Coulta thought the artist was a bit over-dramatic, especially when he bowed low enough to nearly touch the floor with his wild hair. But the statue truly was a masterpiece. Deandre stood before them, immortalized in marble, holding a shield that bore the leaping-steed crest of the royal family. A long cape flowed around him shoulders, and on his head was a marble replica of the grand crown that now belonged to Wildas, and was only worn for public ceremonies. And his face was remarkably detailed.
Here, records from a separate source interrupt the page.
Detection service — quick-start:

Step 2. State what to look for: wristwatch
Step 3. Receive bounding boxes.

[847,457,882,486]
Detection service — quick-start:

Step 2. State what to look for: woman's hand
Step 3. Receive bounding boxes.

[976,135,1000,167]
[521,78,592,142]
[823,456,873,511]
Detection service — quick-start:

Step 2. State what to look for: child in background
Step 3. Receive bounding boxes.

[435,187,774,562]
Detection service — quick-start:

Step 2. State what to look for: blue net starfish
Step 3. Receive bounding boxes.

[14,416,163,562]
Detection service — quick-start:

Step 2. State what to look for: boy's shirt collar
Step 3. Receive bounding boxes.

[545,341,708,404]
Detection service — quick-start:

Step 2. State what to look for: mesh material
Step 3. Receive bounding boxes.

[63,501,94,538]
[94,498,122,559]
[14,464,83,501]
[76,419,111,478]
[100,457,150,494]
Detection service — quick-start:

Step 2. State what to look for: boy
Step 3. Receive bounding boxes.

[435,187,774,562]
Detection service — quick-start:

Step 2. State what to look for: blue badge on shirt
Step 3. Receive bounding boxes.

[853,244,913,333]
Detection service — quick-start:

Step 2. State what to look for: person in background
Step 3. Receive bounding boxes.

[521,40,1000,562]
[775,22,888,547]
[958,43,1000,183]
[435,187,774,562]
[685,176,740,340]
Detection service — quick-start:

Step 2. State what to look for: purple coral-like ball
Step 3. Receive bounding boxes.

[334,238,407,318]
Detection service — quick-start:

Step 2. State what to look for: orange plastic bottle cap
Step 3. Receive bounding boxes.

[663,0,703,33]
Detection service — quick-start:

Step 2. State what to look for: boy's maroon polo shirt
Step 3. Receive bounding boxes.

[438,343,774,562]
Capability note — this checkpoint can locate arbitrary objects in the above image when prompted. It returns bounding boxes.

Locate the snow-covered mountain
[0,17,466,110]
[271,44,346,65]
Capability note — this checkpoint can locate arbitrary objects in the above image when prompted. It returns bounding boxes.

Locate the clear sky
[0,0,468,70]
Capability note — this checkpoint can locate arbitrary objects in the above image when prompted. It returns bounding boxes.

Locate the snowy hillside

If the statue hadn’t been devoid of human color, Coulta would have thought the Former Grand King could come alive again.
Coulta jumped when a hand gripped his shoulder, and started to lift his arms in natural defense, until he realized it was Rohan.
“One of your agents is here,” the prince told him quietly, taking his hand back. “He’s injured.”
Which would explain why someone had returned before Coulta had expected them. “Is he in the infirmary?”
Rohan nodded. “I don’t know how bad he is, but he was having trouble staying conscious.”
“Do you need me?” Myri questioned.
“The other healers can take care of him, they said,” Rohan answered. “Just get there as soon as you can. But, Coulta, you should see him now, in case he doesn’t make it.”
Coulta nodded, and turned to his wives. “Tell Wildas and Shelton.”
They both nodded, and Wildas followed Rohan toward the infirmary. He had a feeling it was the same spy who had contacted him a week ago. The spy had told him that he might have been found out, but Coulta had told him to stay where he was until he knew for sure. Now he doubted his own judgment, and he needed to know what was actually going on.
That wasn’t to happen, though. As soon as he stepped into the infirmary, a young healer ran up to him. She bowed, then informed him, “He died, Your Highness. I’m sorry.”
Coulta nearly slammed his fist into the stone wall from frustration, but the young woman’s next words kept him from doing something that foolish.
“He told me one thing before he died. War’s coming.”